To determine the percentage of pregnant women who are potential candidates for a normal birth in the region of Cantabria, Spain. Also, to compare the main clinical practice outcome indicators and the rates of maternal and neonatal morbidity among the group of candidate women versus non-candidates.
A cross-sectional study.
A tertiary Hospital in Cantabria (Northern region of Spain).
The study population comprised the total number of hospital births that took place between 1 January 2014 and 31 December 2014 (n=3315).
Secondary registers were accessed to review the main indicators of care and the outcome of births.
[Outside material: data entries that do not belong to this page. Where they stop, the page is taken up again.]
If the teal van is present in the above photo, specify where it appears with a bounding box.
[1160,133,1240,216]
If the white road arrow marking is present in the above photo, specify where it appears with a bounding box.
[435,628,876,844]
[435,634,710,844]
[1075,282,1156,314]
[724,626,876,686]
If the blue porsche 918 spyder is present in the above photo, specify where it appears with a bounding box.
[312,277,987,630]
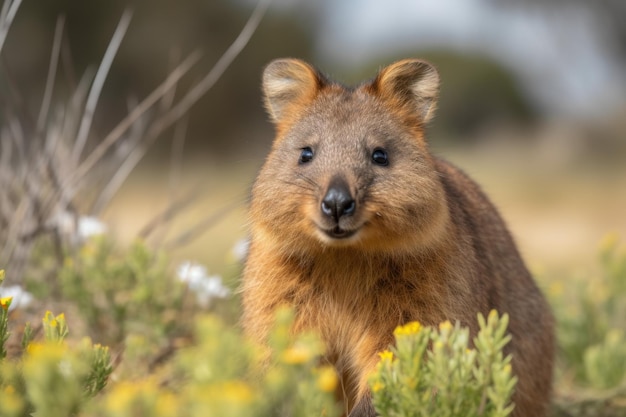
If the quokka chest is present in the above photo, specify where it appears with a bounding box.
[288,258,454,353]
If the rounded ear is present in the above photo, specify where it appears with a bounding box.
[263,58,325,123]
[373,59,439,123]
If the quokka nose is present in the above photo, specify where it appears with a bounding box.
[321,180,356,221]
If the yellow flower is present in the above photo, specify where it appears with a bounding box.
[317,366,339,392]
[0,297,13,311]
[439,320,452,332]
[393,321,422,337]
[600,232,619,252]
[548,281,563,297]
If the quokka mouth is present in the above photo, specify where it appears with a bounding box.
[324,226,357,239]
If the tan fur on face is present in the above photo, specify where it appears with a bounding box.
[242,59,554,417]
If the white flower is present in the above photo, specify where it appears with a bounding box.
[176,261,230,307]
[53,211,107,244]
[0,285,34,311]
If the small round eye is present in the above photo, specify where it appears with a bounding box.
[298,146,313,164]
[372,148,389,166]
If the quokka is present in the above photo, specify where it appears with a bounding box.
[242,59,554,417]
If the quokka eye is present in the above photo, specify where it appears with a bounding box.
[298,146,313,164]
[372,148,389,166]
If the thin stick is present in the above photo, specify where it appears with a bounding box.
[36,16,65,135]
[0,0,22,53]
[64,51,200,186]
[70,9,133,165]
[164,200,242,250]
[148,0,271,143]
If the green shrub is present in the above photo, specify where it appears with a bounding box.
[370,311,517,417]
[0,306,112,417]
[550,232,626,390]
[59,236,191,345]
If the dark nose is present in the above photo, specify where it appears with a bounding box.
[322,180,356,221]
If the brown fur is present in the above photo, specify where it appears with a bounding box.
[243,59,553,417]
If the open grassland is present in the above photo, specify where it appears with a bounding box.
[105,142,626,280]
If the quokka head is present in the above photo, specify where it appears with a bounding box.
[251,59,447,253]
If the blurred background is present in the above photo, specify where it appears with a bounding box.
[0,0,626,280]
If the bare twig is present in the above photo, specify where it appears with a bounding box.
[70,9,132,165]
[0,0,22,53]
[164,200,242,250]
[37,16,65,135]
[147,0,271,140]
[64,51,200,190]
[138,186,200,239]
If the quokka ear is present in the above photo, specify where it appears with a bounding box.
[373,59,439,123]
[263,58,326,123]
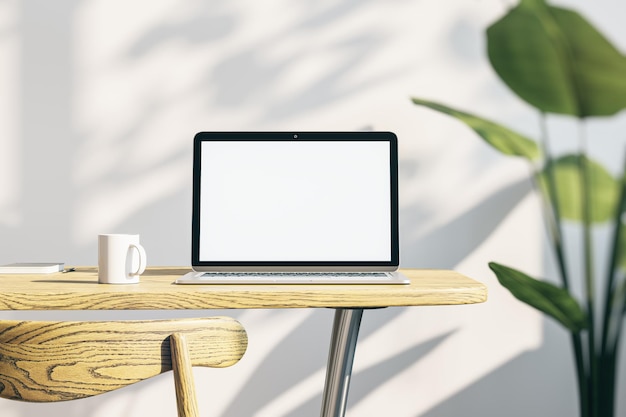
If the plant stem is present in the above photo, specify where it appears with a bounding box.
[533,112,590,417]
[578,122,599,417]
[600,149,626,416]
[539,113,569,290]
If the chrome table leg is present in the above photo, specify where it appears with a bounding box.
[320,308,363,417]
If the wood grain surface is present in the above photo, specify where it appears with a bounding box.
[0,267,487,310]
[0,317,247,402]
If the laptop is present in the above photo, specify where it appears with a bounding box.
[176,132,409,284]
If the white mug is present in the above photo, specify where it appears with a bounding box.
[98,234,146,284]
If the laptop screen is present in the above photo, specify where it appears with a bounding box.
[192,132,398,269]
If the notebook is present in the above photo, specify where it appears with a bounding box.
[176,132,409,284]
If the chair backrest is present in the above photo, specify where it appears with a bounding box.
[0,317,248,417]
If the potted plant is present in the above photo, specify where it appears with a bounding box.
[413,0,626,417]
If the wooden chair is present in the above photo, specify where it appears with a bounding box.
[0,317,248,417]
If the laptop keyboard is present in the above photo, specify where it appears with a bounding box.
[198,272,391,282]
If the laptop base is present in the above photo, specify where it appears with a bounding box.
[175,271,410,285]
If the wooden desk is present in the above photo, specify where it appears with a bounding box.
[0,267,487,417]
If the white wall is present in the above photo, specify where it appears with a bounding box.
[0,0,626,417]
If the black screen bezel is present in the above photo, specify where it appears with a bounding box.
[191,132,400,271]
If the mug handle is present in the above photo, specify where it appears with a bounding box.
[130,243,146,275]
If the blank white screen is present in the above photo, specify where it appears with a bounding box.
[199,141,391,262]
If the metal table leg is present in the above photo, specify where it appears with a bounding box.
[320,308,363,417]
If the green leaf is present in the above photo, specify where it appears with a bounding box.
[539,155,620,223]
[487,0,626,117]
[489,262,587,333]
[411,98,541,160]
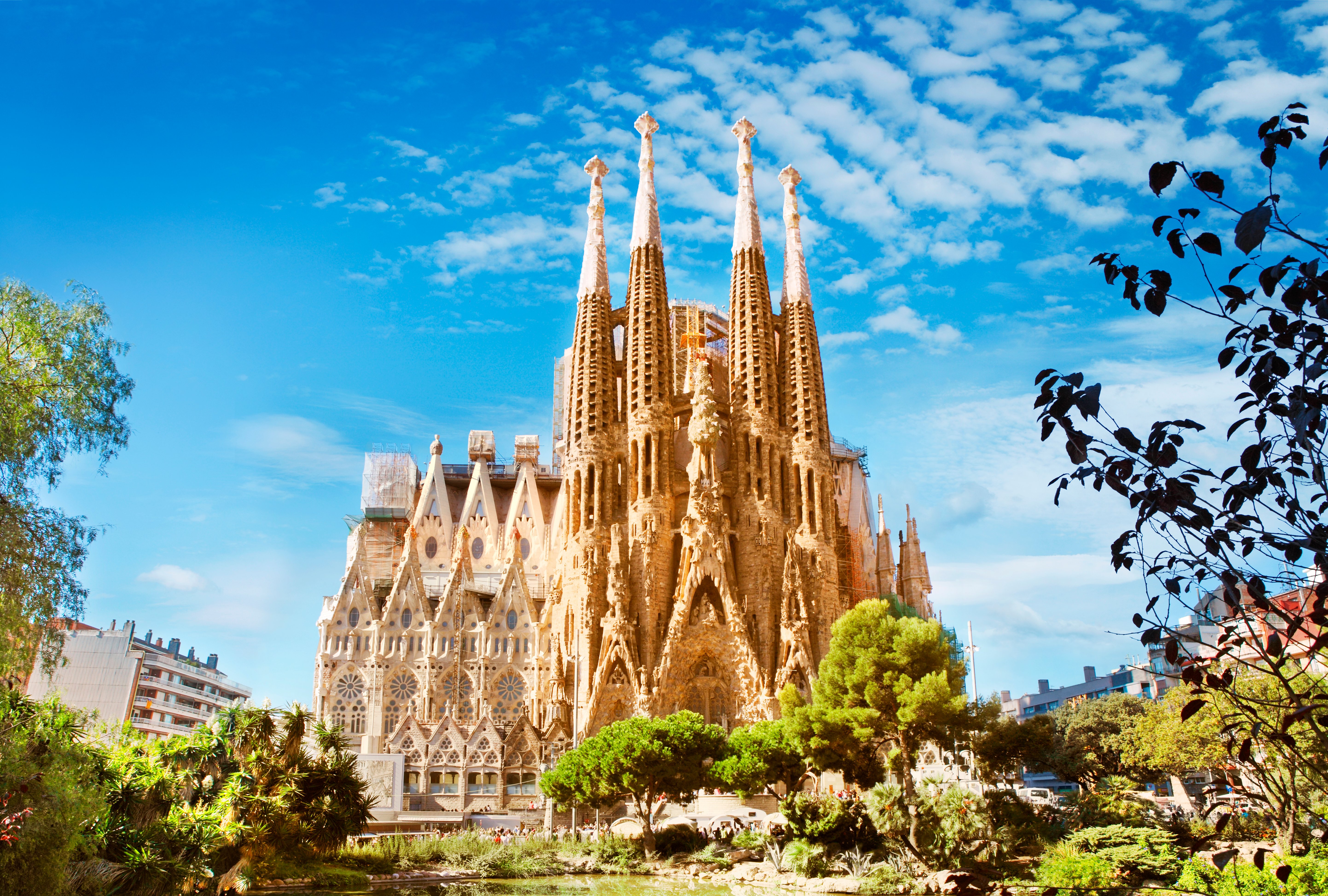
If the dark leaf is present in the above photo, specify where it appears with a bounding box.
[1112,426,1143,454]
[1166,227,1185,259]
[1236,206,1272,255]
[1149,162,1179,197]
[1194,171,1227,199]
[1194,234,1222,255]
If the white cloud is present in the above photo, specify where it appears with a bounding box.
[347,198,392,214]
[138,563,207,591]
[867,305,964,352]
[313,180,345,208]
[228,414,361,482]
[401,192,448,215]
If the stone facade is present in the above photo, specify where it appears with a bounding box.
[313,114,931,811]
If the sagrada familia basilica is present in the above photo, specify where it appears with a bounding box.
[313,113,932,814]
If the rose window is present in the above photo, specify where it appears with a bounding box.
[388,672,420,702]
[498,672,526,704]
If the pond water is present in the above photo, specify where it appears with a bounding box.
[304,875,733,896]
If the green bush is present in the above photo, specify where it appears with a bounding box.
[784,840,829,877]
[1065,824,1181,884]
[779,792,882,852]
[655,824,705,859]
[1033,843,1119,896]
[1175,853,1328,896]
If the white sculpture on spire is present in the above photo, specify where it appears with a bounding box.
[779,165,811,308]
[631,111,660,248]
[576,155,608,299]
[733,117,761,255]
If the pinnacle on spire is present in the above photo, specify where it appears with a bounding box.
[779,165,811,308]
[631,111,660,248]
[733,117,761,255]
[576,155,608,299]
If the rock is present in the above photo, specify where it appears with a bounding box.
[922,871,985,896]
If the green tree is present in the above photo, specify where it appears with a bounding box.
[1124,688,1227,811]
[715,717,808,799]
[0,280,134,676]
[539,710,725,851]
[0,688,105,896]
[781,600,969,847]
[218,704,373,889]
[972,716,1056,785]
[1033,694,1150,787]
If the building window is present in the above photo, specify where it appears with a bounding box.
[429,771,461,794]
[466,771,498,795]
[507,771,539,796]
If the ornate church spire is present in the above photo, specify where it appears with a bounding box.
[623,111,673,674]
[779,165,830,451]
[632,111,660,249]
[733,117,761,255]
[576,155,608,299]
[729,118,779,425]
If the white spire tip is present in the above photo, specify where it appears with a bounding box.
[636,111,660,137]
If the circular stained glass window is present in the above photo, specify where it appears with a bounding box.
[336,676,364,701]
[388,672,420,699]
[498,672,526,702]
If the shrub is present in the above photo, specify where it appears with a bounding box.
[1033,843,1118,896]
[784,840,829,877]
[779,792,882,852]
[1065,824,1181,884]
[1175,853,1328,896]
[655,824,705,859]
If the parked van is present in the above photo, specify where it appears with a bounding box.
[1015,787,1060,806]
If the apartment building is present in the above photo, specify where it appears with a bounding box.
[28,620,254,737]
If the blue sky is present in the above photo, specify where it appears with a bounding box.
[0,0,1328,702]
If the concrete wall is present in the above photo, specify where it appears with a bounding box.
[28,628,143,722]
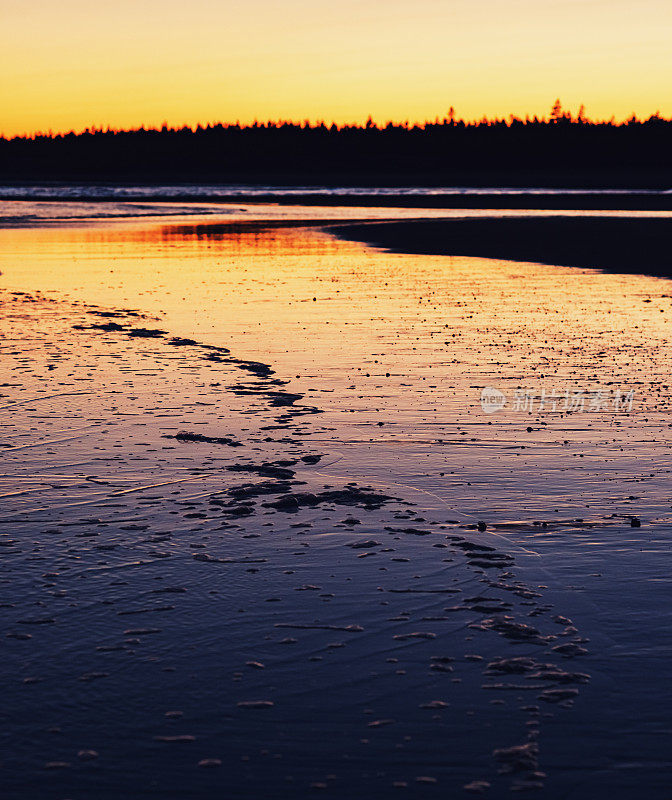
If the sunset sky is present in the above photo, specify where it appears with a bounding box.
[0,0,672,135]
The ?2 test or the Student's t-test were used to compare both groups for the categorical and continuous variables, respectively. In total, 1863 births (56.20%) were candidates for applying the strategy of care for a normal birth. In 50.86% of these candidate births, an episiotomy was performed, compared with 60.96% in the group of non-candidates (p<0.001). Regarding caesarean sections, these were carried out in 19.32% of the candidate births, compared with 26.79% of non-candidate births (p<0.001). Furthermore, there were statistically significant differences between the groups according to the type of birth, the need for instrumental birthing methods, the existence of perineal tears, Apgar scores and the requirement for the infant to be admitted to the neonatal intensive care unit.
Our results suggest a differential clinical practice, in line with the recommendations of the Clinical Practice Guidelines for Care of Normal Birth. Nonetheless, improvements are necessary regarding the care provided to women and infants, as the percentages of episiotomies and caesarean sections are still high when compared with current standards and compared with other reports.